The Science of Debugging

by Taylor Hadden | 17:37

Debugging is the worst part of programming. It is frustrating, demoralizing, and at the end, when you finally find the source of the bug, you more often than not come face to face with an example of your past stupidity. You can spend hours, even days, just trying to find the source of one issue. A bug so inscrutable that you know that you’re looking at the source of the problem, but for the life of you, you just don’t see it. Or worse, a bug that only happens intermittently, leaving you feeling like you are building with shifting sand.

Sound like you? Welcome to the club. A person who hasn’t smashed headlong into one of those problems is not yet a programmer. These are the issues we’ve cut our teeth on, pulling out plenty of hair along the way. In any case, I’d like to share the methodology I’ve developed for tackling debugging.
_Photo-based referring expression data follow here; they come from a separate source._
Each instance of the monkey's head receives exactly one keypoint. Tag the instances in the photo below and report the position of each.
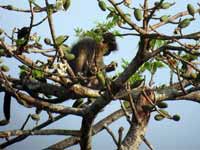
(110, 40)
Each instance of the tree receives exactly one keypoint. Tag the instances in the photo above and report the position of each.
(41, 83)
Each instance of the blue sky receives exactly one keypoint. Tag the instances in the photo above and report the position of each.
(164, 135)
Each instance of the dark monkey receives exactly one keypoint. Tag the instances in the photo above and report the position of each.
(89, 54)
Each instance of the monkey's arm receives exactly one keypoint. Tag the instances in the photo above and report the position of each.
(80, 61)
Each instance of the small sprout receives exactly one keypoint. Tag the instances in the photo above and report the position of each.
(176, 117)
(78, 103)
(35, 117)
(102, 5)
(191, 9)
(10, 7)
(148, 107)
(4, 68)
(1, 60)
(164, 113)
(164, 18)
(127, 2)
(69, 56)
(101, 78)
(138, 14)
(66, 4)
(166, 5)
(159, 117)
(185, 22)
(2, 52)
(61, 39)
(193, 75)
(1, 31)
(126, 104)
(47, 41)
(162, 105)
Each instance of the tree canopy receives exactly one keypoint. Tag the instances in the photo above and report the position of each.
(168, 41)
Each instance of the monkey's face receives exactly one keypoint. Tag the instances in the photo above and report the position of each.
(110, 42)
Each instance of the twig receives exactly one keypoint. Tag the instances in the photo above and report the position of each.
(4, 134)
(120, 133)
(111, 134)
(128, 117)
(150, 146)
(22, 137)
(22, 128)
(132, 104)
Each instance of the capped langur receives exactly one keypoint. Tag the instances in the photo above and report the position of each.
(89, 54)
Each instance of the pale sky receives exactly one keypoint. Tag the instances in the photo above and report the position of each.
(164, 135)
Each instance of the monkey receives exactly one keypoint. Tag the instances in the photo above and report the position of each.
(6, 109)
(89, 54)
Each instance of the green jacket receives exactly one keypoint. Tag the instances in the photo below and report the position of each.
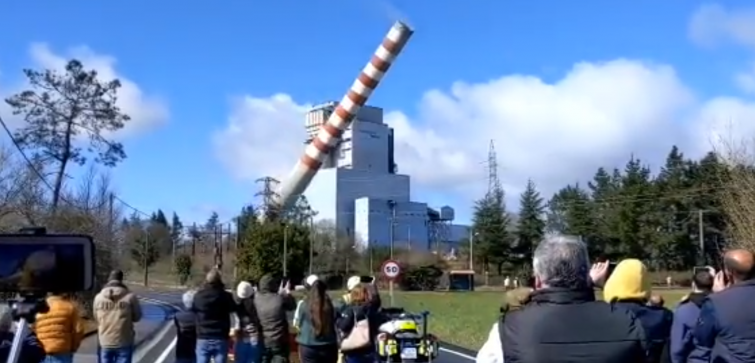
(306, 334)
Hopefully, it will help make the process a little less stressful. I’m going to be specifically referencing Unity 3D tools, but the broad methods will work with any environment.

Step 1 – Make it Repeatable

A bug that you can’t reproduce is of no use to you. If you don’t know how to cause the issue every time, you won’t be able to test it. If you can’t test it, you don’t know if you’ve fixed it. Sometimes, you’re going to have to set up a specific test case to make it happen reliably. Do it. A little prep work now will save you lots of time later. You can also consider using a Testing Framework to simulate the conditions where the bug occurs. Unity provides a good set of tools for this, though the specifics of using it is outside the scope of this post.
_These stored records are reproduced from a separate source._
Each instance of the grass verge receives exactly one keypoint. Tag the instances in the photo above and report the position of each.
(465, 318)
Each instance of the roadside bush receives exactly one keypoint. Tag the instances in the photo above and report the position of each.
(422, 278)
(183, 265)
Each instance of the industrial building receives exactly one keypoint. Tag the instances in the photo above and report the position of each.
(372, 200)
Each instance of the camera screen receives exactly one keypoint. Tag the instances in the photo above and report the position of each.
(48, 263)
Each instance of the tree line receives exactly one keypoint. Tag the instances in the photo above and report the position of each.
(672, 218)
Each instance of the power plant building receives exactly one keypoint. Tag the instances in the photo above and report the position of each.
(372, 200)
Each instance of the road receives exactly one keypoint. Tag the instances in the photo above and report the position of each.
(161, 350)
Step 2 – Form a Hypothesis

If you’re very familiar with your codebase, you’ll likely already have an idea of what the problem is. A null reference exception is going to point you right to the problematic line. Otherwise, it’s time to go into research mode. You need to get your program to give you information about what’s going on.

Many people like to use debuggers to step through their code line-by-line, but I do not. My most troublesome bugs are often buried inside loops; the same block of code will run 500 times before it does something wrong. My preferred tool is simply writing text to the console. In Unity, this is the Debug.Log() function. When you write a console log, be specific. You need to know the context in which the error is occurring. Posting “It done broke!” isn’t going to help you much. Include any values of interest to you, or anything that can help identify, say, what instance is causing the problem.

A window with messages from a specific object.

A window with messages from a specific object.

Often in game development, you’ll need to know a piece of information every frame. Lots of console logs would be impossible to sift through. The simplest way to display this information in Unity is by exposing a variable in the Inspector. Alternatively, you can use Unity’s GUI and GUILayout functions in a MonoBehavior’s OnGui() function to draw text to the screen. This can be a little tedious to setup and organize, so I created a custom logging window system to help me organize information on the screen.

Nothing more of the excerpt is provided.